(AVISO: Artículo antiguo. Lo dejo por cuestiones personales. Pero hay cosas que no comparto a día de hoy)
En este artículo quiero dejar definido lo que pienso sobre esos habitantes de nuestra mente que sin quererlos adquirimos. Es un pensamiento que me ha producido muchísimos disgustos y malentendidos por no tratarlos como el resto de personas que conozco.

Conocimiento

Lo primero que debo dejar claro es mi visión fundamental del alma o la mente. Sólo existe materia, no hay nada espiritual en nosotros. Los pensamientos son, grosso-modo, meras alucinaciones producidas en el cerebro, un cerebro alimentado con lo que consumimos. Todas las personas debemos comer de forma sana y sin excesos, porque si existe algún exceso llegan los trastornos físicos. Lo mismo pasa cuando ingerimos drogas como el alcohol o el cannabis, que nos hacen ver el mundo de otra manera. Con esto pretendo hacer ver de una forma rápida que lo que vemos y sentimos también son meras alucinaciones físicas.
Esta capacidad la tenemos por pura casualidad. Como ejemplo, un cierto número de neuronas nos vienen preparadas para hacer caso exclusivamente a los instintos, tanto a animales como humanos. En el caso de los animales la capacidad de darles un uso diferente al instintivo está mermada. Sin embargo, en el ser humano esta capacidad la podemos desarrollar, usando nuestras neuronas para pensar o razonar.
En el caso de la visión, si nuestro cerebro logra captar imágenes es porque los ojos reciben millones de impactos de fotones, se resienten y envían esa información a la cabeza, donde por reacciones químicas se interpretan de una determinada manera. El el caso de la audición pasa lo mismo, así como con el resto de los sentidos.
Estaréis pensando que todo eso lo ya tienen los animales, si, pero no la memoria y la capacidad de razonamiento.
La memoria se trata simplemente de otra reacción química, se crea un bucle entre las neuronas reteniendo lo vivido hasta la muerte, esto es, cuando a uno le deja de funcionar el cuerpo y deja de recibir alimento.
El razonamiento es una exitosa conexión entre la información que se recibe del mundo exterior a través de los sentidos con lo que vague en ese momento por las neuronas. Si todo coincide y se producen las reacciones necesarias se pueden crear pensamientos más complejos e incluso expresarlo a otras personas con el lenguaje aprendido.
Ahora, tras explicar de forma breve mi teoría, puedo decir que los sentimientos son agrupaciones de razonamientos para un determinado objetivo, ya sea amor, odio o alegría.

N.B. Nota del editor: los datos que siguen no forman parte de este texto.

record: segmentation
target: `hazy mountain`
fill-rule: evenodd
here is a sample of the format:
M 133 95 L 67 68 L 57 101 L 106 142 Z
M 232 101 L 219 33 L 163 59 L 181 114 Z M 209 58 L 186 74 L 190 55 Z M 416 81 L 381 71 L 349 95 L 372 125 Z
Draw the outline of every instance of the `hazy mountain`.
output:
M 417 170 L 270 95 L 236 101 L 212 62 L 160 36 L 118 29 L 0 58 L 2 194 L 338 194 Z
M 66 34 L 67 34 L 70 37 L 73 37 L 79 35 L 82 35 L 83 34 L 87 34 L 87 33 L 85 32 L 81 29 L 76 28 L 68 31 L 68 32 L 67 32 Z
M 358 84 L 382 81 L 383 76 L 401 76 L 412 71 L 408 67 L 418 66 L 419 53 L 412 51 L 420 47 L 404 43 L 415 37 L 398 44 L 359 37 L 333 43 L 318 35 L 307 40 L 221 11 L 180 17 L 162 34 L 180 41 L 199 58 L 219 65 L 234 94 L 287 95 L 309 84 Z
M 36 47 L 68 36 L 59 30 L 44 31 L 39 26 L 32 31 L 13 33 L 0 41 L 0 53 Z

El craso error de las personas cuando padecen un sentimiento (el que quieras), es el hecho de tratarlo según la norma “Carpe Diem”. El perdido valor de la trascendencia parece no resurgir del todo en nuestra cultura, sólo por la triste razón del estado sumergido en que se encuentra la sociedad en un estrés constante.
Tenemos unas vidas predestinadas a seguir un patrón, siempre que no hagas algo por evitarlo. La gente no se para ni diez minutos sobre lo que es y no es importante, y por consiguiente trascendente en su vida.
Cuando se siente algo de manera fuerte hay que intentar profundizarlo y volverse sobre sí mismo, pararse a pensar si lo mejor es dejarlo correr libre o por el contrario merece la pena responsabilizarnos, esto es, conservarlo para siempre. Para ello debemos pensar en cuánto bueno nos aporta, cuánto somos capaces de apostar, y de cuánta madurez poseemos para tal responsabilidad.
A todo ser humano nos ha invadido alguna vez el deseo de hacer algo, casi instintivamente, ahí es donde debemos atacar trascendiendolo si procede.